Amgen and Wyeth Pharmaceuticals, a division of Wyeth, issued a statement in response to the Food and Drug Administration (FDA) early communication regarding an ongoing safety review of Tumour Necrosis Factor (TNF) blockers (marketed as Remicade, Enbrel, Humira and Cimzia) and the possible association between the use of these medicines and the development of lymphoma and other cancers in children and young adults.
Amgen and Wyeth are committed to the safety of patients and have consistently updated the product labelling for Enbrel (etanercept) over the past decade. The companies maintain ongoing safety surveillance programs worldwide to analyze and evaluate safety reports, including reports of malignancies, from controlled and open-label clinical trials and patient registries, as well as reports received from healthcare professionals and patients.

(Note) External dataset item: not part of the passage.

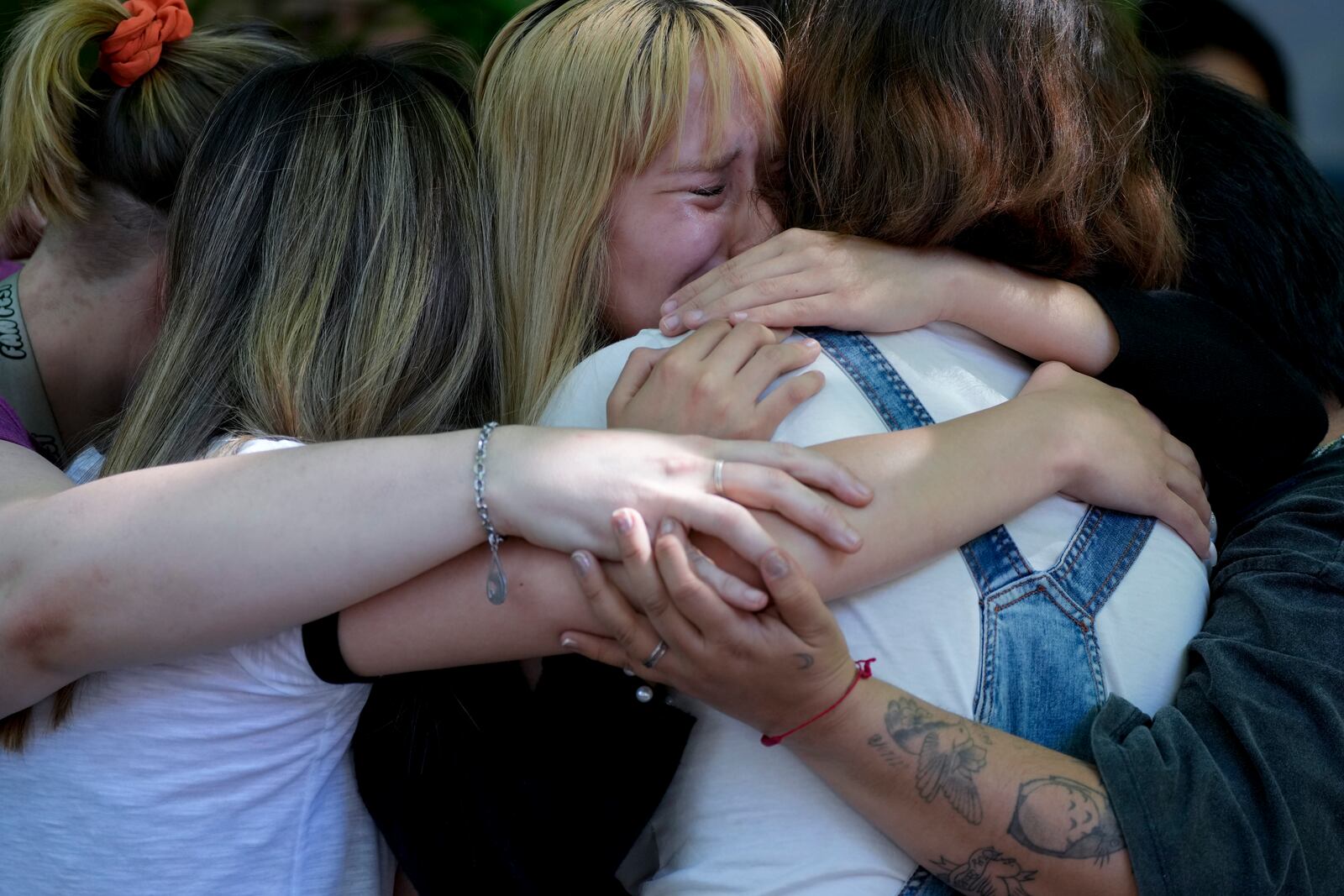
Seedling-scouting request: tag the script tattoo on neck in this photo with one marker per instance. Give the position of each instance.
(987, 872)
(948, 752)
(1066, 819)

Amgen provided the FDA with information from both companies' adverse events databases and is continuing to work with the Agency to evaluate the overall risk benefit of Enbrel in paediatric patients.
The FDA has conducted an analysis of safety information provided by the manufacturers from all TNF blockers as well as that collected from its own adverse events reporting system (MedWatch). Based on it's preliminary review, the FDA has decided to conduct further analyses to evaluate the risks and benefits of TNF blockers in paediatric patients. The Early Communication mechanism has been used by the FDA on numerous occasions during the past year to inform the public about its ongoing safety reviews of drugs. The Agency's posting of this early communication means that FDA is considering the information but has not yet reached a conclusion.

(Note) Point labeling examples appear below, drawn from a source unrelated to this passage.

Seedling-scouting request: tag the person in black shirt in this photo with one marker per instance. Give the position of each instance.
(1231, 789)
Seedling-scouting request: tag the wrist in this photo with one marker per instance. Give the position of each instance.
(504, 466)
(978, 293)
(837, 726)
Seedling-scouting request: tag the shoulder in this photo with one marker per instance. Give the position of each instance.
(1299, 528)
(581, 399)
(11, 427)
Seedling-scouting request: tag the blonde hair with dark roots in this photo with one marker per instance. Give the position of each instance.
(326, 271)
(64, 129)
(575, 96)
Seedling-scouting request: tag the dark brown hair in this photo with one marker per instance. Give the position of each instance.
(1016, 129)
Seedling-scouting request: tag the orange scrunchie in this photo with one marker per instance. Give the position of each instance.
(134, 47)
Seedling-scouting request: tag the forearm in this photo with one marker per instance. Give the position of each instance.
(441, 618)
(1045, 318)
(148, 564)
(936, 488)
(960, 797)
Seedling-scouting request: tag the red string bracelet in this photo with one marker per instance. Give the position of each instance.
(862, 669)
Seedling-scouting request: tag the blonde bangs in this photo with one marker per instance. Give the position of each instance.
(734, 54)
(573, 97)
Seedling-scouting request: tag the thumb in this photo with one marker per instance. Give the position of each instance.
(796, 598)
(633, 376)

Amgen and Wyeth support the ongoing FDA review of safety information for TNF blockers and remain committed to providing FDA with any additional information needed. According to the FDA early communication, "FDA has been aware of the possible association between the use of TNF blockers and the development of cancers. The prescribing information for all four TNF blockers warns about the possible risk of cancer." The FDA early communication also states, "At the current time, the FDA believes that the potential benefits of the use of TNF blockers outweigh the potential risks in certain children and young adults having one of the diseases for which the TNF blockers are approved to treat. Until the evaluation is completed, healthcare providers, parents, and caregivers should be aware of the possible risk of lymphoma and other cancers in children and young adults when deciding how to best treat these patients." Amgen and Wyeth agree, and as always, physicians and patients, or their caregivers, should carefully evaluate the benefits and risks of Enbrel before initiating therapy.

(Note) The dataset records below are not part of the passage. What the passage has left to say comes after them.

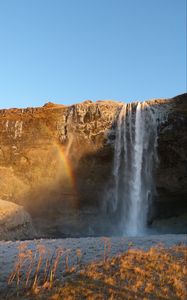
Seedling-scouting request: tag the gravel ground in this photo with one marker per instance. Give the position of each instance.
(91, 248)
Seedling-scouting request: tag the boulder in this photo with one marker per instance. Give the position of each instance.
(15, 222)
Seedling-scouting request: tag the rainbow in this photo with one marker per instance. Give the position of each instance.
(67, 166)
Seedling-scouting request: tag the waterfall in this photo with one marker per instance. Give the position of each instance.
(135, 157)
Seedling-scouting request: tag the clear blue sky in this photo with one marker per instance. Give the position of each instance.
(66, 51)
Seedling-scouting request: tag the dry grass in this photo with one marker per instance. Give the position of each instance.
(156, 274)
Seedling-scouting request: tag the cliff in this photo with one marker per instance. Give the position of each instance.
(57, 159)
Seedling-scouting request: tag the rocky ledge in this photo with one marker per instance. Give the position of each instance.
(56, 159)
(15, 222)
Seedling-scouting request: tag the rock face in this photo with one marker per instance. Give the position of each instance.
(15, 222)
(56, 160)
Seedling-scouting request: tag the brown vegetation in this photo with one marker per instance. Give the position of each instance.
(136, 274)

Enbrel was first approved for juvenile idiopathic arthritis (JIA), formerly called juvenile rheumatoid arthritis, in 1999, and this is the only approved use for Enbrel in the paediatric population. It is indicated for reducing the signs and symptoms of moderately to severely active polyarticular juvenile idiopathic arthritis in patients ages 2 and older. Serious infections, including tuberculosis (TB), have happened in patients taking Enbrel. Some of these serious infections have been fatal. Many serious infections occurred in people prone to infection. Serious infections have also occurred in patients with advanced or poorly controlled diabetes.
Amgen and Wyeth Pharmaceuticals, a division of Wyeth, market Enbrel in North America. Wyeth markets Enbrel outside of North America. Immunex Corporation, a wholly owned subsidiary of Amgen, manufactures Enbrel.